Адам сидел за столом, согнувшись под странным углом, вероятно, чтобы рёбра не так сильно болели. Чашка чая, на остывающей поверхности которого собиралась плёнка от сливок, стояла на кипе бумаг с отчётами и результатами экспериментов рядом с фотографией в рамке, на которой была запечатлена Элейн. Она была весьма красивой женщиной с точёной фигурой, которая, как показалось Прескотту, была прекрасно осведомлена о собственной привлекательности. Она совершенно не была похожа на одну из этих зачуханных витавших в облаках профессорш в поношенных вязаных жилетах. Со стороны выглядело так, будто бы Адам поставил фотографию жены тут, чтобы она контролировала его работу, или же, вероятно, давала ему своё благословение. Прескотт поискал глазами вокруг фото Маркуса, но здесь была лишь Элейн. Наверно, остальные фотографии он повесил в своей комнате. Дьюри совершенно точно удалось забрать их из Холдейн-Холла.
Адам одарил Прескотта пристальным взглядом, свойственным профессорам.
— «А как вам удаётся провести вертолёт сквозь шторм?» — спросил он.
— «Вы ведь не помните, как попали сюда, да?»
— «Полагаю, я в тот момент лежал без сознания».

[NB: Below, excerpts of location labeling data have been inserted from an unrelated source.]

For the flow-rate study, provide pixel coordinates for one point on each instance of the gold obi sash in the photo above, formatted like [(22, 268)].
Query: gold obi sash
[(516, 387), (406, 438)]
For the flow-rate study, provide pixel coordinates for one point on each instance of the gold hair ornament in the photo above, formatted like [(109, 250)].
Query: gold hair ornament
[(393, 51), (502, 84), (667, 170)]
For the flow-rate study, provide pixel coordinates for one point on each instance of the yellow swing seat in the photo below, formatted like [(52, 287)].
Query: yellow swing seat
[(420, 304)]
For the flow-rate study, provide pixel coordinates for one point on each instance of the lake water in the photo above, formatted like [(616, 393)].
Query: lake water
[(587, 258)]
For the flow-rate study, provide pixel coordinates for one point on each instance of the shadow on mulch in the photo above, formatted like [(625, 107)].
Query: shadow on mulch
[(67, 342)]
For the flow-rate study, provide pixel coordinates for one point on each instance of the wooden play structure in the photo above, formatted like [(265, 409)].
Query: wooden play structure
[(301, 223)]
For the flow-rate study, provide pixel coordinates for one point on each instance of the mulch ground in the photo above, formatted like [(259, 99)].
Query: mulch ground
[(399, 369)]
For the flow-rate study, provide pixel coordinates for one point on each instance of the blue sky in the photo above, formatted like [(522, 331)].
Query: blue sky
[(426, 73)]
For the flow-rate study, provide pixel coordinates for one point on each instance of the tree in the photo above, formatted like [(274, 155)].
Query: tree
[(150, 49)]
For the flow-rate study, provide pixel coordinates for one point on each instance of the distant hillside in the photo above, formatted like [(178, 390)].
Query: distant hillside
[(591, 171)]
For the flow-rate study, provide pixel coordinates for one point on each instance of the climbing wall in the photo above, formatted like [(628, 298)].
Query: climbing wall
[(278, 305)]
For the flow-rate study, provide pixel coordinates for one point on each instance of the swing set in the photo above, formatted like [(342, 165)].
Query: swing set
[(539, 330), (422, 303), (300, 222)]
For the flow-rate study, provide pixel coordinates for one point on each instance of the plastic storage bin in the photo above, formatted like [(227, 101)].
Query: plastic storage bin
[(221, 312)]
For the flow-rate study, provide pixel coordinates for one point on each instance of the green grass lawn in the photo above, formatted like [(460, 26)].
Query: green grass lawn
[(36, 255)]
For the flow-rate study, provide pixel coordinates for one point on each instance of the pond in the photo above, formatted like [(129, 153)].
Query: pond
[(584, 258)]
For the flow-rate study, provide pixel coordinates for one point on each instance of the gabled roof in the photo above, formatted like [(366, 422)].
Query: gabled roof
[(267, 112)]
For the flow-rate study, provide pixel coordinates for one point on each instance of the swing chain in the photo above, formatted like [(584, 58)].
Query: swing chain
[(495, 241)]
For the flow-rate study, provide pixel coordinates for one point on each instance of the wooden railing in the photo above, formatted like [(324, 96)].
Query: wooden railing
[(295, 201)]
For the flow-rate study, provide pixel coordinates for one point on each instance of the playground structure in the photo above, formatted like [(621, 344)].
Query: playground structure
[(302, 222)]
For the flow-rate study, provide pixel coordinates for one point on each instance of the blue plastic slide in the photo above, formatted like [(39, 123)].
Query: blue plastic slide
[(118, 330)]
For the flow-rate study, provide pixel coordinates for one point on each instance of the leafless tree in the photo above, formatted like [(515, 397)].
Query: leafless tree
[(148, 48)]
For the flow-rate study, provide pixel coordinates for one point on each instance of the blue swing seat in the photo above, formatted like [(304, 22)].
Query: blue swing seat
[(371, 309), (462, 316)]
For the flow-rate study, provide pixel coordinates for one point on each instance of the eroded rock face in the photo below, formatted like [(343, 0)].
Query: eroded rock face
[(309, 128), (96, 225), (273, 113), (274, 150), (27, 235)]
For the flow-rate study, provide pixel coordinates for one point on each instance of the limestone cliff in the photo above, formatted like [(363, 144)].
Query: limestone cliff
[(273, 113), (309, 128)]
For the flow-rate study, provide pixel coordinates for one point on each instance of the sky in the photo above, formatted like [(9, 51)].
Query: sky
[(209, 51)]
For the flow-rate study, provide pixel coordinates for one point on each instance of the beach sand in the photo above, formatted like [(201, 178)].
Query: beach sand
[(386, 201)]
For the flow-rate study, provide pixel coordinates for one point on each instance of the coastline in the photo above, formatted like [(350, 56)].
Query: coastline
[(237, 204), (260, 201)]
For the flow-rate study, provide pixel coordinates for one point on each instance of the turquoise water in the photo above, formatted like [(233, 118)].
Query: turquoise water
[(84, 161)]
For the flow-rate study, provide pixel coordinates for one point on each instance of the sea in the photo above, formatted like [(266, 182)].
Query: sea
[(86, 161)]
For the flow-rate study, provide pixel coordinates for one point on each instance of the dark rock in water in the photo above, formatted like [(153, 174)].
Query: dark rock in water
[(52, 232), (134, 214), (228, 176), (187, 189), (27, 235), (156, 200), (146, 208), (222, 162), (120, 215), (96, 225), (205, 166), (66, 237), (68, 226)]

— «Под водой до острова добраться проще, чем по воздуху. Хотя, и так тоже можно, если воздушное судно сможет набрать нужную высоту. Подводная лодка погружается перед штормом, создаваемым “Мальстрёмом”, а затем всплывает возле военно-морской базы “Эндевр”, где к ней подлетает вертолёт. Я рад, что вы не помните, как вас на лебёдке спускали на борт подлодки. При столь сильном ветре всё это превращается в тот ещё аттракцион. Ну, так что, вам ещё нужно что-либо, или нет?»
Медленно осмотрев комнату немигающим взглядом, Адам отрицательно помотал головой. За стеклянной стеной в дальнем конце комнаты суетились двое лаборантов. Прескотт краем глаза заметил ряды банок с каким-то полупрозрачным содержимым жёлтого цвета, подсвеченного люминесцентными лампами.